この「期限切れ肉」問題をめぐる日本マクドナルドの対応は様々に新聞などで報じられているが、その代表的な取り組みは次の二つである。仕入先企業に対する(ア)抜き打ち監査と(イ)監査レポートの提出の2点である。(ア)は「肉や野菜などの仕入先に年2回抜き打ち監査を始める」というものである。この「抜き打ち監査の対象は、牛肉やレタスなど主要食材を扱っている約30社」であり、「日本マクドナルドと第三者機関がそれぞれ年1回以上実施する」という。従来から監査は存在したが、「予定日を知らせていた」。これに対して、「予定日を知らせない」抜き打ち監査の導入により、「予定日を知らせていた」従来の仕組みに比べ、より「品質管理を強化」しようとしている。他方、(イ)の監査レポートの提出は「仕入先に対して、原料を調達している企業などに定期的に監査することを義務付け」るというものである。当該仕入先に「その結果をまとめた監査リポート提出も求める」ことより、当該仕入先のみならず、その「原料調達先が、マクドナルドの定める管理基準をクリアすることも求め」ている(『日本経済新聞』2014年10月4日)。
このように、直接の仕入先だけではなくて、原材料の調達先にまでさかのぼり監査を徹底して品質管理を強化しているのである。
仕入先企業独自の食の安全対策
以上は発注先である日本マクドナルドによる安全性や品質の管理体制の強化の取り組みであるが、安全性や品質の問題は、結局は、実際に物づくりを行っている(仕入先企業の)工場の現場のモラルに委ねられる面が大きい。
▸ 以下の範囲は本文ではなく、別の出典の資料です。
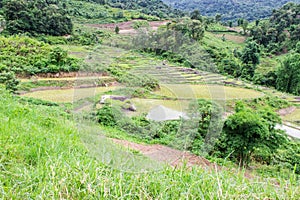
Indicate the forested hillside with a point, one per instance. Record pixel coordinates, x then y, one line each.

この点にかかわって、注目したいのが、使用期限切れの鶏肉を使っていた中国の加工工場で働いていた元従業員の次のような話である。同工場で働く従業員の仕事の内容は「室内温度4度という劣悪な環境下で」「保温服に防護具区を重ね、マスクに手袋の重装備をし、」「管理マニュアルが求める細かいルールに従」わなくてはならないというものであった。しかし、そうした労働負荷が課されるにもかかわらず「まじめな働きぶりを発揮したとしても、手にする月給はたった2000元(約3万2000円)でしかなかった。」従業員個々人の働きぶりに報いる動機付けや賃金インセンティヴを欠いているのである。だから同工場から「多くの従業員が離れた。」例えば、かつては安全性や品質に関して「厳しく指導する先輩」がいたが、徐々にこの人々「も姿を消し」た。また「新規採用の従業員も定着せずに辞めて行った。」(『DIAMOND on line』2014 年8月1日)
同工場は徹底した人件費コスト抑制を追求してきたために、従業員から最低限の協力しか確保し得ず生産現場の安全性・品質への対応が疎かになったというわけである。専ら人件費のコスト最小化を追い求めてきた経営者たち(同工場の経営陣、その上の米国にあるOSIグループ本社の経営陣を含めて)は、この問題に対しいかなる方策を用意しているのであろうか。
日本マクドナルドは確かに「期限切れ肉」の問題が発覚した直後に当該仕入先企業との取引を全面停止した。だが、この食品の安全衛生問題は当該企業に限った話ではない。中国国内の他企業、ならびに中国以外の国々(日本を含む)でも、程度の差はあれ、有り得る問題である。
日本マクドナルドが再び同様の問題をおこさないようにするためには、上に紹介した発注先(この場合、日本マクドナルド)による管理体制の強化だけではなく、仕入先それ自体の管理体制の強化の推進も不可欠である。企業間取引関係から(企業内)雇用関係を含めた全体の体質改善問題として受けとめなくてはならないからである。